C.J. is still the co-chair of the Awards Committee so she must attend the board meeting in Colorado Springs. We went last year as well because Wally was receiving the PG Instructor of the Year award and Ginny invited us. Shortly afterwards President Lisa Tate asked C.J. to be the co-chair with Brad Hall. Last fall we flew back to Chattanooga for the BOD and now we are on our way again.

24 March, Tuesday - We didn't get a terribly early start but we had enough time to stop at Peter and Naomi's to drop off the fleece jacket Peter had won at the Bi-Wing Fling at Baldy last October. They weren't there (Later we heard that Peter had been interviewing for the PhD program at WSU.) but we got to meet their lap-raised chickens. On the way to fill up with (cheap - $1.909) gas at Costco in Yakima we drove through the canyon looking for the invisible bighorn sheep. We ran into snow as we crossed the Blue Mountains and made our semiannual stop at Sierra Trading Post in Meridian. After filling up with (even cheaper - $1.709) gas at the Boise Costco, and picking up a rotisserie chicken, we camped at the Airport Motel6 for the night.


25 March, Wednesday - We got a reasonably early start from Boise but should have pushed for earlier because we had an extra 80 miles to cover to get to Laramie - last year we had stopped at Twin Falls for the night. We didn't think much of it because the GPS was showing that we would get in around 1730 which seemed reasonable. Unfortunately, the GPS does not automatically adjust for time zones so the travel time would put us in at 1830 - and that's not even counting stops here and there for this and that. We stopped at a rest area just after we turned onto I-84 just beyond Burley, climbed over the high Sweetzer Summit in light snow and then dropped down into the Salt Lake Valley. The guide at the Utah Welcome Station reminded us of how to get to Costco in Ogden and we got gas ($1.679) and lunch there. Climbing out of the valley to the high plains we started encountering snow again. We made it to just beyond Rawlins with a couple of rest stops just as the snowplow operator locked the gates to I-80 to the east. Feeling brave and confident we headed north on US30 and 287 through Medicine Bow and on to Laramie. It was snowing and blowing and not too deep on the road, but we were glad to have some other traffic with us. We made reasonable time and got to the Best Value Inn shortly after 2015 following a stop at Safeway to pick up some salad makings to go with the leftover chicken (we were definitely on a low-budget trip this time). The motel was pretty nice and we even got upgraded to a room with a microwave and refrigerator. Not that a refrigerator was needed at all because the temperature outdoors was in the low twenties and the wind was howling.

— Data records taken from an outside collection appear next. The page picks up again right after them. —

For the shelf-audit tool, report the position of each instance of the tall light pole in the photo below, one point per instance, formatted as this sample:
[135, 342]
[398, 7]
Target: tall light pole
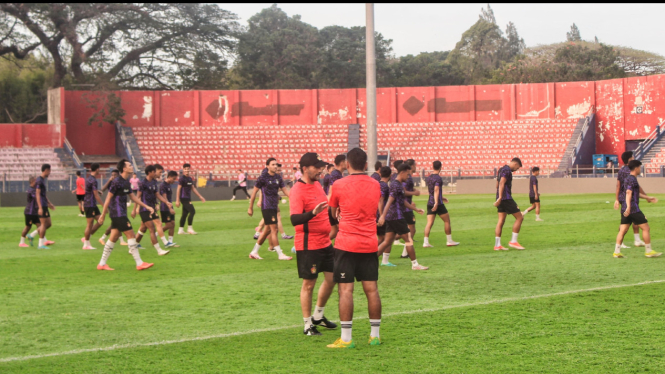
[371, 85]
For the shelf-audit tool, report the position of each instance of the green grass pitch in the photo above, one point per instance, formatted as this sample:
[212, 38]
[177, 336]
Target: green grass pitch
[563, 305]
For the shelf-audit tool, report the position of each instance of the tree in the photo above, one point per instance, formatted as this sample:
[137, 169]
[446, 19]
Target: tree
[277, 51]
[131, 45]
[574, 34]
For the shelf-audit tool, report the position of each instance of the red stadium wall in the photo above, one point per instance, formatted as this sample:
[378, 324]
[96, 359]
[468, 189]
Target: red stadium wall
[627, 109]
[19, 135]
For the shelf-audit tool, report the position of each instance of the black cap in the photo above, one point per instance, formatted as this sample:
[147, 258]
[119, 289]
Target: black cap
[312, 159]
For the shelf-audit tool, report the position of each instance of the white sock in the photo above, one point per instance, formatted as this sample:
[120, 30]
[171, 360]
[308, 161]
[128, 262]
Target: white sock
[133, 249]
[375, 324]
[318, 312]
[108, 248]
[346, 330]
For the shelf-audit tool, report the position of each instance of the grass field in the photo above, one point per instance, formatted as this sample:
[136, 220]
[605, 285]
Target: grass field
[562, 306]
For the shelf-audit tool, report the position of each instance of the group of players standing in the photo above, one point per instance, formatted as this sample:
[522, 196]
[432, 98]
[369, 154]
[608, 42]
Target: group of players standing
[118, 199]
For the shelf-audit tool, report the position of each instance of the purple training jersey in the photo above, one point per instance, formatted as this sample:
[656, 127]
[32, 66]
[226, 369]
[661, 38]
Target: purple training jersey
[630, 183]
[434, 180]
[165, 189]
[269, 185]
[148, 193]
[120, 188]
[89, 200]
[396, 210]
[186, 184]
[508, 174]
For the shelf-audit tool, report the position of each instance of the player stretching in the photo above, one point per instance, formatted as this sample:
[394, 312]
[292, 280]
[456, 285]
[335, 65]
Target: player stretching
[534, 193]
[336, 174]
[435, 207]
[184, 194]
[30, 213]
[393, 217]
[506, 205]
[167, 211]
[90, 199]
[356, 197]
[148, 193]
[43, 205]
[620, 194]
[631, 213]
[116, 203]
[314, 251]
[269, 183]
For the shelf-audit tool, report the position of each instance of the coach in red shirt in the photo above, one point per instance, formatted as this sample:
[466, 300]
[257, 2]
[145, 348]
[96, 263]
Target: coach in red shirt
[356, 197]
[314, 250]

26 March, Thursday - We slept-in a bit, had breakfast and went into town to get gas (and a discount gas card at Loaf and Jug ($1.649 - prob the lowest price we'll see this trip). The temperature on one bank sign showed 6 degrees and there was snow in the air, only some of it due to the strong wind. As we drove south out of town on US 287, the snow picked up and soon there was not much scenery to see. It was a slow trip over the high point and it got even slower as we headed down into Colorado toward Fort Collins. By the time we reached the city, the roads were snow-packed and icy, and we were happy to hit 30 mph once in a while. C.J. checked with the 511 system and found that 287 and I-25 had been closed to Laramie shortly after we made it through. I thought it would be better once we got on I-25 but it was, if anything, worse, and still worse as we crept bumper-to-bumper through Denver. We made a short stop to rest at a Wendy's just south of Denver - good thing because the next rest area was closed. Once beyond the suburbs the traffic eased and the road conditions improved. Still, it was blizzarding in Colorado Springs when we reached there some nine hours after leaving Rawlins, only 150 miles away. At least we had booked a nice room at the LaQuinta Inn just a quarter-mile from the Doubletree where the BOD would be meeting (if everyone shows up - last we heard I-70 was closed, and the COS airport was closed also).